Figure: Ames test is used to identify mutagenic, potentially carcinogenic chemicals. A bacteria strain Salmonella histidine auxotroph is exposed to a potential mutagen/carcinogen. The number of reversion mutants capable of growing in the absence of histidine is counted and compared with the number of natural reversion mutants that arise in the absence of the potential mutagen/carcinogen.

The test animal in the Ames test is Salmonella typhimurium, which has a faulty (mutant) gene involved in histidine synthesis, preventing it from synthesising the amino acid histidine (His) in non-selective culture medium. Many non-mutagenic/non-carcinogenic compounds are occasionally converted into mutagens/carcinogens by our bodies' metabolic processes. As a result, the Ames test includes a variety of liver enzymes as well as a potential mutagen.

A wide variety of compounds used in industry and agriculture produce Ames test positive results. Ethylene dibromide (EDB), for example, is added to leaded gasoline solely to evaporate lead deposits in the engine and expel them through the exhaust. In this test, Ziram, a fungicide, and medications like isoniazid (used to prevent tuberculosis), were found to be mutagenic.

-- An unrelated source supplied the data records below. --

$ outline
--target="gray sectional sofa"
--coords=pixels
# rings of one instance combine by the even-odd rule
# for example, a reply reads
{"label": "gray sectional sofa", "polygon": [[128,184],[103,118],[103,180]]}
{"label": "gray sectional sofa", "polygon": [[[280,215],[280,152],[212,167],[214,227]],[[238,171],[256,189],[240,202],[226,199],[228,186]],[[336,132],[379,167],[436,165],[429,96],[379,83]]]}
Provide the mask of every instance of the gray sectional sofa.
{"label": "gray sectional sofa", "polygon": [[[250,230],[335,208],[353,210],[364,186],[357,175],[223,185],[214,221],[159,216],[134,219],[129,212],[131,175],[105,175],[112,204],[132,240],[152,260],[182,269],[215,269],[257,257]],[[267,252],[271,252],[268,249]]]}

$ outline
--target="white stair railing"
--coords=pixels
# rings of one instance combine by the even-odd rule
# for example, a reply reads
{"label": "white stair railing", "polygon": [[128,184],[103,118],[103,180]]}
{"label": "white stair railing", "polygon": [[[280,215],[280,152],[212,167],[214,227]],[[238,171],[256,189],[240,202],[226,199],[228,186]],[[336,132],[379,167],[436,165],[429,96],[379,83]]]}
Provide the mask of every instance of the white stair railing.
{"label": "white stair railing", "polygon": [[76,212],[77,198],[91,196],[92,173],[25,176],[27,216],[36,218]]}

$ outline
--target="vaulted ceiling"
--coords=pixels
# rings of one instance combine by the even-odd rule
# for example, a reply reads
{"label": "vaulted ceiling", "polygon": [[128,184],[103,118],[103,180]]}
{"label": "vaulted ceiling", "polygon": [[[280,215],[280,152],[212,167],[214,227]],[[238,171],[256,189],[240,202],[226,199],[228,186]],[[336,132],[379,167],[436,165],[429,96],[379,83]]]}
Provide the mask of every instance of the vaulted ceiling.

(b) How does damage of Genomic and mitochondrial DNA occur? 5

Ans) mtDNA, like other DNA, can be damaged not only by radiation and genotoxic substances, but also by reactive oxygen species (ROS), which are created often in mitochondria. Because of mistakes in DNA replication and the lack of typical histone proteins in mitochondria, mtDNA damage might get even worse. Several endogenous variables produced by metabolism, as well as external factors such as radiation and environmental stresses, have been identified as potential inducers of DNA alterations. Radiation, genotoxic compounds, and reactive oxygen species can all harm mtDNA.

Q5 (a) How do DNA lesions cause genomic instability? 5

Ans) The accumulation of DNA lesions and damage response occurs when DNA damage repair is lost. The most dangerous type of DNA lesion is the DNA double-strand break (DSB). DSB can induce genomic instability and a variety of other genetic disorders if it is not repaired. The most dangerous type of DNA lesion is the DNA double-strand break (DSB). DSB can induce genomic instability and a variety of other genetic disorders if it is not repaired. The accumulation of DNA lesions and damage response occurs when DNA damage repair is lost. Several proteins, including as cohesin and BRCA, have a role in DNA damage and repair.

(b) What is Cockayne syndrome? Describe the cause of the disease. 5

Ans) Cockayne syndrome is a rare disorder characterised by an abnormally small head size (microcephaly), failure to gain weight and grow at the expected rate (failure to thrive), and delayed development. In the United States and Europe, Cockayne syndrome is predicted to affect 2 to 3 per million new-borns.

Mutations in the ERCC6 gene (also known as CSB) or the ERCC8 gene cause Cockayne syndrome (also known as CSA). These genes provide instructions for creating proteins that are involved in repairing DNA damage caused by UV rays from the sun, toxic chemicals, radiation, and unstable molecules known as free radicals.